Eager to let his members go home and campaign for the November 6 midterms, Senate Minority Leader Chuck Schumer, New York’s senior senator, made a deal October 11 with Majority Leader Mitch McConnell, the dour Kentucky Republican, to allow votes on 15 more Trump-nominated right wing judges for the federal courts and then adjourn. Schumer’s rationale was that they would be confirmed eventually by this Senate and the most Democrats could do was slow down the process.

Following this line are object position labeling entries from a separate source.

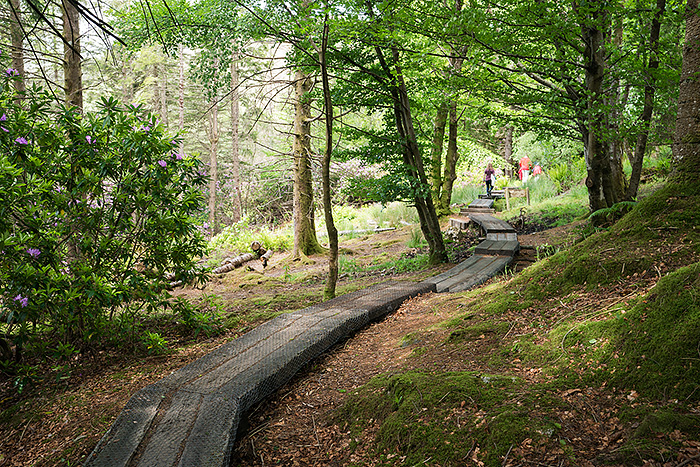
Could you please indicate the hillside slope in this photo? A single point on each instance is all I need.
(590, 357)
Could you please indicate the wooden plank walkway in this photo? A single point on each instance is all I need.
(190, 418)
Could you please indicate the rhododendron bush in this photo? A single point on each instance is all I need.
(97, 213)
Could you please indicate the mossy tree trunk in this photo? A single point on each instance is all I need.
(305, 241)
(649, 92)
(72, 69)
(412, 157)
(599, 179)
(235, 156)
(332, 279)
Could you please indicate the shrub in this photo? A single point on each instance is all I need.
(96, 216)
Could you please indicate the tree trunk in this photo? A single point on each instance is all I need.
(213, 164)
(436, 150)
(451, 158)
(649, 91)
(332, 280)
(235, 156)
(686, 141)
(72, 70)
(617, 173)
(508, 151)
(17, 48)
(163, 93)
(413, 160)
(305, 241)
(181, 97)
(596, 148)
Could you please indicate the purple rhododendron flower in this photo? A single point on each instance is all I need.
(24, 301)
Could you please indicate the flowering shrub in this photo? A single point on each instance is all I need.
(96, 215)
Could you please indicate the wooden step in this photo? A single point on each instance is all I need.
(497, 247)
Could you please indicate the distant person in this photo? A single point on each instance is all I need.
(489, 178)
(524, 172)
(536, 170)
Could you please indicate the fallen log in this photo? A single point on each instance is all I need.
(232, 263)
(361, 231)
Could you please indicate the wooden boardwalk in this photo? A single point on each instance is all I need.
(191, 418)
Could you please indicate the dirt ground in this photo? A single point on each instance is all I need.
(60, 422)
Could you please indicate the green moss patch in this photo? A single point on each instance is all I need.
(452, 418)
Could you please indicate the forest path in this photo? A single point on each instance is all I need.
(191, 417)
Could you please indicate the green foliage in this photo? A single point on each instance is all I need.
(416, 240)
(238, 237)
(547, 151)
(608, 216)
(565, 176)
(395, 266)
(208, 321)
(97, 213)
(154, 343)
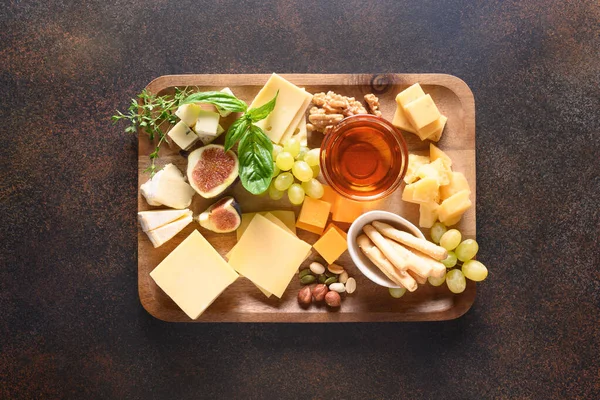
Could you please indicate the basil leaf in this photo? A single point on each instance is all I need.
(223, 100)
(235, 132)
(260, 113)
(256, 161)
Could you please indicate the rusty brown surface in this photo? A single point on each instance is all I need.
(71, 325)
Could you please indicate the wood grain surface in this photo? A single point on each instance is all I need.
(242, 301)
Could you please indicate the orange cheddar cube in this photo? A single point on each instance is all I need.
(331, 245)
(313, 215)
(346, 210)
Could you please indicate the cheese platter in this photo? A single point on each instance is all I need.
(266, 265)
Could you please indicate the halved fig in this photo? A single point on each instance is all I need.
(211, 170)
(222, 217)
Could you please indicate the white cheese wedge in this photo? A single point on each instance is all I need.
(295, 124)
(225, 113)
(150, 220)
(207, 123)
(193, 275)
(182, 135)
(289, 102)
(168, 187)
(207, 139)
(160, 236)
(188, 113)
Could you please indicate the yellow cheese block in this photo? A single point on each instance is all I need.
(454, 206)
(435, 153)
(313, 215)
(422, 191)
(428, 214)
(457, 183)
(331, 245)
(193, 275)
(285, 216)
(414, 163)
(278, 222)
(422, 112)
(409, 95)
(400, 121)
(289, 102)
(431, 129)
(268, 255)
(301, 133)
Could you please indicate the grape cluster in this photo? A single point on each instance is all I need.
(460, 255)
(296, 170)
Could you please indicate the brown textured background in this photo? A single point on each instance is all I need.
(71, 325)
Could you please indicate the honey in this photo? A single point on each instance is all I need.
(364, 157)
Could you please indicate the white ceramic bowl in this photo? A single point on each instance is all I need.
(365, 265)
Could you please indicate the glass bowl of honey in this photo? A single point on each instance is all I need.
(364, 157)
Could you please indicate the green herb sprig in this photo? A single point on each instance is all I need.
(255, 150)
(152, 114)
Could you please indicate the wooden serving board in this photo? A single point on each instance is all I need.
(242, 301)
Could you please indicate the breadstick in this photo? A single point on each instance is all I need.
(437, 268)
(395, 258)
(424, 246)
(377, 258)
(421, 280)
(414, 263)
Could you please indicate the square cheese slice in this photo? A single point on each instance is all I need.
(289, 102)
(268, 255)
(285, 216)
(193, 275)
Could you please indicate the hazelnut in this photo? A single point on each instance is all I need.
(333, 299)
(305, 296)
(319, 292)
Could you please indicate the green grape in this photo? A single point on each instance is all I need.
(313, 188)
(285, 161)
(316, 171)
(296, 194)
(450, 261)
(466, 250)
(312, 157)
(397, 292)
(274, 193)
(450, 239)
(302, 154)
(302, 171)
(436, 281)
(284, 181)
(276, 150)
(276, 170)
(474, 270)
(456, 281)
(436, 232)
(292, 146)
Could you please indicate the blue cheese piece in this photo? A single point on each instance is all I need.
(182, 135)
(188, 113)
(222, 112)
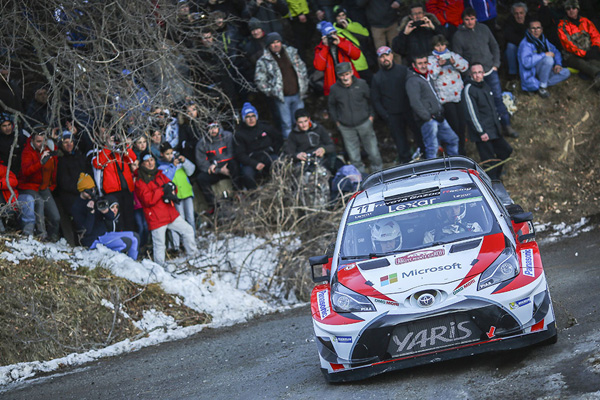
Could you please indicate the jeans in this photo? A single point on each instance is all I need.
(493, 80)
(548, 77)
(36, 207)
(159, 238)
(186, 210)
(119, 241)
(434, 132)
(511, 58)
(353, 136)
(286, 110)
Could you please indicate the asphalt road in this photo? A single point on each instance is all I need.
(274, 357)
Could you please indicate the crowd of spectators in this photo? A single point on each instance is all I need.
(432, 68)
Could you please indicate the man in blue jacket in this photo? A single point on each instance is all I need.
(540, 62)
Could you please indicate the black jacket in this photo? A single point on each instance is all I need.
(480, 111)
(316, 136)
(253, 144)
(388, 91)
(350, 106)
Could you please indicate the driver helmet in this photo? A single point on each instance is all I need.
(386, 231)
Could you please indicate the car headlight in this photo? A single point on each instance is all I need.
(346, 300)
(504, 268)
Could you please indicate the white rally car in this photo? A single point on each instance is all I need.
(432, 261)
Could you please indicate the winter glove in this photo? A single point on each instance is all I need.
(593, 53)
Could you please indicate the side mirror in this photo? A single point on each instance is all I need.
(522, 217)
(321, 274)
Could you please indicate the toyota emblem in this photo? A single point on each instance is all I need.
(426, 300)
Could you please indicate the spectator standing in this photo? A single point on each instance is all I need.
(281, 75)
(214, 158)
(482, 117)
(37, 180)
(90, 217)
(117, 167)
(445, 69)
(178, 169)
(428, 110)
(388, 92)
(416, 32)
(383, 20)
(540, 62)
(310, 138)
(351, 110)
(475, 42)
(257, 146)
(7, 138)
(581, 41)
(357, 34)
(514, 32)
(157, 194)
(331, 51)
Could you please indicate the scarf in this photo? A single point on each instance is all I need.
(540, 44)
(147, 175)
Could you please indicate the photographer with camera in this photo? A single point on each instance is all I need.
(178, 169)
(416, 32)
(428, 110)
(90, 216)
(332, 51)
(157, 194)
(37, 180)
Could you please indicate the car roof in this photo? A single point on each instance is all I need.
(415, 186)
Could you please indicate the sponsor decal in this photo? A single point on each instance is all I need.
(426, 300)
(432, 337)
(388, 279)
(463, 287)
(412, 204)
(519, 303)
(362, 209)
(423, 271)
(527, 262)
(419, 255)
(386, 302)
(343, 339)
(323, 303)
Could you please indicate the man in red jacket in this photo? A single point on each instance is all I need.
(333, 46)
(156, 193)
(37, 180)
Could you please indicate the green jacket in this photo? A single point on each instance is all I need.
(297, 7)
(355, 28)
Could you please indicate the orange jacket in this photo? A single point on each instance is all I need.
(114, 165)
(32, 173)
(566, 27)
(324, 61)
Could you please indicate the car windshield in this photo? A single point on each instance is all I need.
(441, 216)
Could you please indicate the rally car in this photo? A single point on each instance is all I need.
(432, 261)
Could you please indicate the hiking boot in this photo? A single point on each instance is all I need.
(510, 132)
(544, 93)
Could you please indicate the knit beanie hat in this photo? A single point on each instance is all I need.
(85, 182)
(271, 37)
(248, 109)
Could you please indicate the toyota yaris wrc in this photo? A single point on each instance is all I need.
(432, 261)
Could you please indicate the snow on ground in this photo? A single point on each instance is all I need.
(219, 281)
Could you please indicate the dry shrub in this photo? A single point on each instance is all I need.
(49, 311)
(283, 211)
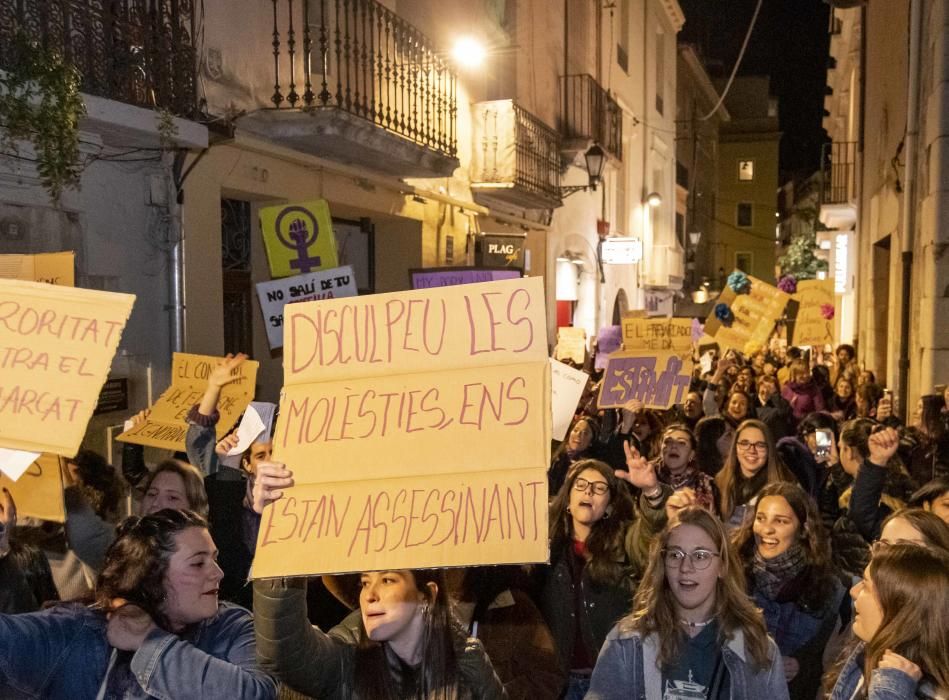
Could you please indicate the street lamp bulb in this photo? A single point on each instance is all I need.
(468, 52)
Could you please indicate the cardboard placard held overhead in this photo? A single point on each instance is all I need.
(166, 426)
(298, 238)
(658, 335)
(325, 284)
(810, 326)
(56, 347)
(38, 493)
(659, 379)
(755, 314)
(417, 427)
(52, 268)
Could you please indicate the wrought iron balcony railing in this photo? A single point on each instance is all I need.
(589, 112)
(360, 57)
(838, 172)
(139, 52)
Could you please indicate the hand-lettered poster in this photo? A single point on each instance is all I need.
(743, 318)
(326, 284)
(417, 427)
(38, 493)
(659, 379)
(166, 426)
(298, 238)
(814, 324)
(52, 268)
(56, 347)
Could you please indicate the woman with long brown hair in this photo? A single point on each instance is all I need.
(901, 649)
(693, 629)
(751, 465)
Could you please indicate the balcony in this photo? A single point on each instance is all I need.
(138, 52)
(515, 157)
(355, 83)
(838, 191)
(589, 115)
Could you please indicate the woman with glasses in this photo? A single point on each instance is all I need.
(899, 649)
(589, 582)
(693, 631)
(786, 555)
(676, 466)
(751, 465)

Republicans, however, did not completely adjourn. With almost all senators out of town, a skeletal group of Republicans held “hearings” on still more judicial nominees from the far right, including for the first time someone who actually worked for Alliance Defending Freedom, the anti-LGBTQ group responsible for bringing most legal actions aimed at limiting the community’s rights and allowing religious people the right to discriminate based on First Amendment free exercise claims.
Allison Rushing, 36, interned for the group and has been nominated for the Richmond, Virginia-based Fourth Circuit Court of Appeals. She graduated from law school in 2007 and not only has no experience as a judge, but does not even have the 12 years of legal experience necessary for the American Bar Association to consider her qualified to serve as a federal judge.
Trump has also nominated an out gay conservative, Patrick Bumatay — an éminence grise at age 40 — who belongs to an LGBTQ law association in California and who claims the distinction of assisting in the nominations of John Roberts, Samuel Alito, and Neil Gorsuch to the Supreme Court. Of late, he’s been advising Attorney General Jeff Sessions on opioids and organized crime.